Your divorce decree means nothing to the IRS. They don’t care what it says about your ex being responsible. They will collect from whoever is easiest to find.
When Your Ex Vanishes
The situation becomes a true nightmare when your ex is nowhere to be found. In these cases, the IRS can and will take collection action against you for a debt your ex created. This can include:
- Filing tax liens against your property.
- Issuing levies against your bank accounts.
- Seizing your future tax refunds.
Your Three Forms of Relief (The Escape Hatch)
Thankfully, the IRS has a formal process for getting out of a tax debt you didn’t create. It’s called Innocent Spouse Relief, and you request it by filing Form 8857. The IRS will automatically consider you for three types of relief:
- Innocent Spouse Relief: This is the classic form. It’s available if your ex-spouse failed to report income or claimed improper deductions, and you can prove you didn’t know — and had no reason to know — about the errors.
- Separation of Liability Relief: This option divides the tax debt between you and your ex. You become responsible only for the portion of the tax related to your own income. This is only available if you are divorced, legally separated, or haven’t lived together for at least 12 months.
- Equitable Relief: This is the IRS’s catch-all. It may apply if you don’t qualify for the other two, but it would still be fundamentally unfair to hold you liable. This is the only form of relief that can apply to a tax that was reported correctly but was never paid.
The Big Problem: The IRS Will Contact Your Ex
Here’s the uncomfortable part: By law, the IRS must contact your ex-spouse when you file Form 8857 to give them a chance to participate.
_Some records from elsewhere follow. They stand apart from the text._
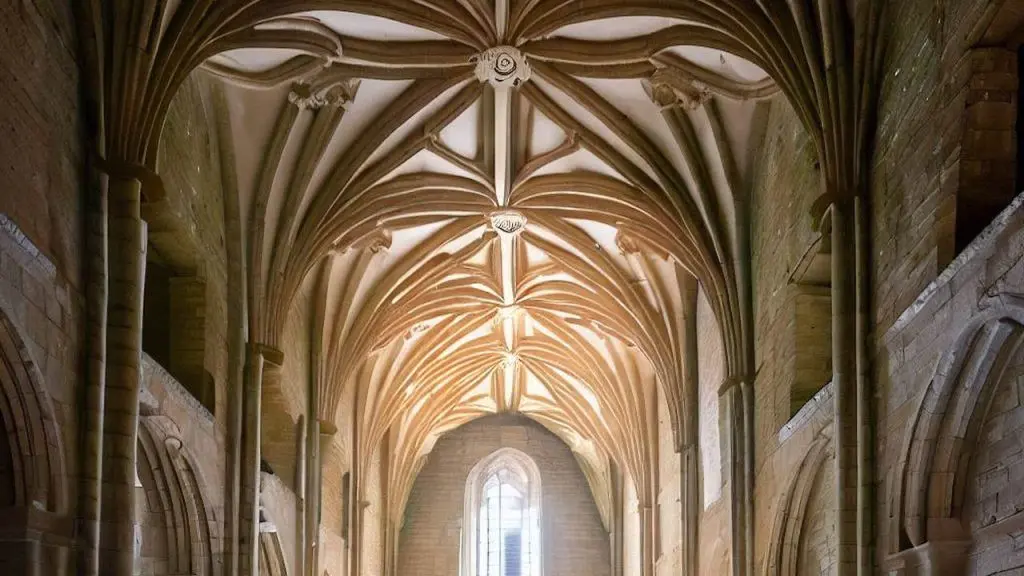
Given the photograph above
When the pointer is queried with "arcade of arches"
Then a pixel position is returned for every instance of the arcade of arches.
(511, 287)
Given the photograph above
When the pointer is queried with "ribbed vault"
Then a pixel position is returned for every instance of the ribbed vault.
(496, 205)
(496, 217)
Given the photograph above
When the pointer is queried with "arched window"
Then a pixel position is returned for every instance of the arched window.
(502, 532)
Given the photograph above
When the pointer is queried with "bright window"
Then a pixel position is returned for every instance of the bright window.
(503, 508)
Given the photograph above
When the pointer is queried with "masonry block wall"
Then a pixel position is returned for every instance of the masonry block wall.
(41, 285)
(573, 539)
(187, 227)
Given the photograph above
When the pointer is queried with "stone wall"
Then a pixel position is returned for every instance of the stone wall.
(41, 129)
(573, 539)
(783, 236)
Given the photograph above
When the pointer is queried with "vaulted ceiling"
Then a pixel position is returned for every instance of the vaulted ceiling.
(493, 212)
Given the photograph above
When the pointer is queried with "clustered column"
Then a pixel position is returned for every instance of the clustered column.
(124, 348)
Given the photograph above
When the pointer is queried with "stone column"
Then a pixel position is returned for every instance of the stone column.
(647, 534)
(689, 490)
(841, 217)
(259, 359)
(616, 540)
(90, 472)
(323, 435)
(124, 347)
(302, 503)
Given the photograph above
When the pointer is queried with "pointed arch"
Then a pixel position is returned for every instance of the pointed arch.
(33, 450)
(940, 441)
(526, 476)
(174, 498)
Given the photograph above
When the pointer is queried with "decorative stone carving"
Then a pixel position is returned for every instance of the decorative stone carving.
(668, 88)
(308, 97)
(508, 222)
(503, 67)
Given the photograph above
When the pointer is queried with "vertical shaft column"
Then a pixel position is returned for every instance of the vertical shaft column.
(729, 398)
(865, 440)
(249, 509)
(124, 346)
(689, 490)
(616, 541)
(90, 474)
(647, 534)
(311, 519)
(844, 381)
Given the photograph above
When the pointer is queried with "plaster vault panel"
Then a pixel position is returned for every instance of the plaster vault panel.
(494, 213)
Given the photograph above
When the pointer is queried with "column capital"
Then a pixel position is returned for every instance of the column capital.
(503, 67)
(670, 88)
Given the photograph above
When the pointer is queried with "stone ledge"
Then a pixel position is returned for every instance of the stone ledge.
(174, 387)
(984, 241)
(820, 400)
(36, 262)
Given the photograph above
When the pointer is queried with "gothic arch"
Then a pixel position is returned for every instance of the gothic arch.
(934, 472)
(522, 465)
(783, 557)
(174, 494)
(32, 449)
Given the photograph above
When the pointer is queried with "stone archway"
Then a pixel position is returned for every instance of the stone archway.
(32, 468)
(787, 531)
(939, 476)
(175, 521)
(35, 534)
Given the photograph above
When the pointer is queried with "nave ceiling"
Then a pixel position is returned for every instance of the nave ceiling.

There are no exceptions, even in cases involving abuse.
What if you genuinely can’t find them? You can state on the form that you don’t know their current address. The IRS will try to reach them at their last known address. If they can’t be found, your case can still proceed.
Act Fast: The Clock is Ticking
There are strict deadlines. You generally must file Form 8857 within two years from the date the IRS first tried to collect the tax from you (like seizing a refund or sending a notice of intent to levy).
Don’t wait. File for relief as soon as you become aware of the problem.
The Process and What to Expect
This isn’t a quick fix. The entire process typically takes at least six months, and complex cases can easily take over a year.
You’ll need to provide evidence showing you were kept in the dark about the tax issues, didn’t benefit from the unpaid taxes, and whether you suffered from any abuse or financial control.
Dealing with tax debt from a spouse who has disappeared is a uniquely frustrating experience. But you are not responsible for your ex’s bad decisions. The IRS has options for relief, and you deserve to use them.
Your ex may have disappeared, but your options haven’t.